In the slightly cramped kitchen of Sona restaurant in West Hollywood, chef de cuisine Kuniko Yagi is standing over six bowls of tofu that she has made using three different methods in the interest of soybean curd experimentation.
It's not that she hasn't already discovered a recipe for making her own tofu perfectly -- silky-smooth, creamy and luscious, with the fresh -- really fresh -- flavor of soybeans. But she's making a point. "It seems so simple, but it means you have to get everything just right," she says.
Traditional tofu makers start with the beans, and coax them through a long, involved process to create tofu. But with just soy milk and a brine called nigari (a coagulant derived from seawater), it's easy to make kinugoshi (soft, silken) tofu at home, at least in theory. It isn't that easy to get the exact-right consistency, but for anyone who loves tofu, it's worth the effort. Kinugoshi tofu is delicate and pudding-like and almost melts on the tongue. Made fresh, it's exponentially better than any store-bought blocks of tofu.
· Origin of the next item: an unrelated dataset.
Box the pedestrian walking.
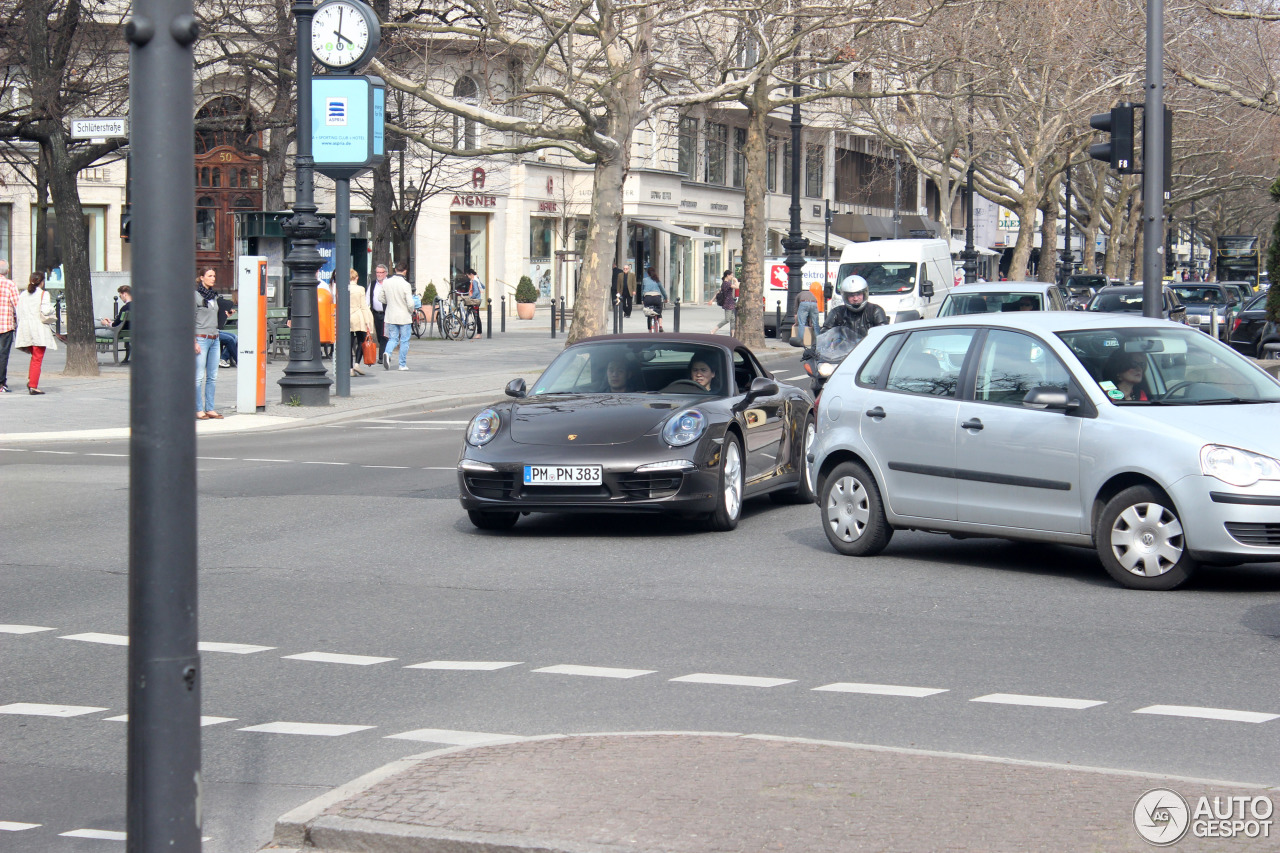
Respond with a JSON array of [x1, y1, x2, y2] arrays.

It was shame that led Yagi down the path of tofu making, she says: "I have so many vegetarian customers that love it, and I felt embarrassed I couldn't make it, being Japanese." Maybe being an obsessive chef had something to do with it too.
Several failed attempts (including starting from scratch with soybeans, as well as using various kinds and brands of soy milk and nigari) left a trail of discarded soybean curd mush. "I was so [mad], I couldn't sleep well," she says. "I was struggling for the perfect tofu and kept asking myself, 'What's wrong with it?' "
So she made some calls that eventually led her to Shogo Kariya, the owner of Meiji Tofu in Gardena, whom Yagi calls "the tofu master."
This is his recipe for making tofu from soy milk, and it's the one Yagi uses: Add a teaspoon of liquid nigari to 500 milliliters of cold soy milk and stir. Then pour it into heat-proof bowls and cook (in a water bath or steamer) until it sets like custard. That is it. There's no heating the soy milk to bring it to a certain temperature before adding the nigari. No separating liquids from solids. No straining once it's cooked.
Kariya had figured just the right amount of soy milk (which he makes -- so he knows that the brix, or percentage of dissolved solids, is 14%) to use with a certain amount of nigari (which he imports from Japan and has magnesium chloride and other trace minerals), so that his tofu recipe works consistently. He sells both the milk ($3.50 for a half-gallon) and the nigari, which isn't cheap but will make a lot of tofu and will last almost indefinitely ($25 for a pint).
As for the method by which to cook it, Yagi uses her combination steam/convection oven.
But on a recent Saturday morning, she experimented with cooking it in a microwave and in a water bath, both on top of the stove and in the oven. It is, after all, a "matter of science," Yagi says. Hence, the six bowls of tofu.
The first three bowls of tofu were made in a 1,000-watt microwave for various cooking times (Kariya had recommended using a 700-watt microwave); they all look, to some degree, wrinkled or curdled as well as slightly discolored.
But the other three bowls of tofu, cooked in a water bath (two on the stove for different times and one in the oven), are smooth and white and slightly jiggly like creme brulee. Yagi suggests setting filled custard cups into a pan, pouring warm water about halfway up and then putting it in a 350-degree oven for about 15 minutes. A steamer works really well too, is easy to use and seems to cook the tofu more quickly.
Kariya's recipe definitely works best with his soy milk and nigari. But if you don't live within convenient driving distance of his Gardena shop, his method does work with other soy milk. It should be fresh soy milk made from just soybeans and water, the kind sold at Japanese and other Asian markets in half-gallon plastic jugs.
Japanese markets also carry liquid nigari, which has been riding a wave of popularity for its purported health benefits. "Japanese housewives put a drop or two in their tea," Yagi says. (Even Kariya suggests adding a little to soup.) The amount of nigari you use may need to be adjusted.
The better the soy milk, the better the tofu; the flavor of the soybeans really comes through, clean and slightly sweet.
Yagi tops chilled tofu with uni, diced big-eye tuna, hijiki seaweed, dashi, white soy sauce and yuzu. For vegetarians, she serves it warm with hon-shimeji mushrooms, grated ginger and garlic, white soy and finely cut nori.
It's also delicious topped simply, with a sprinkling of sea salt and finely sliced green onions, or with grated ginger and soy sauce. Or pour over a little ginger syrup, and it's almost like dessert.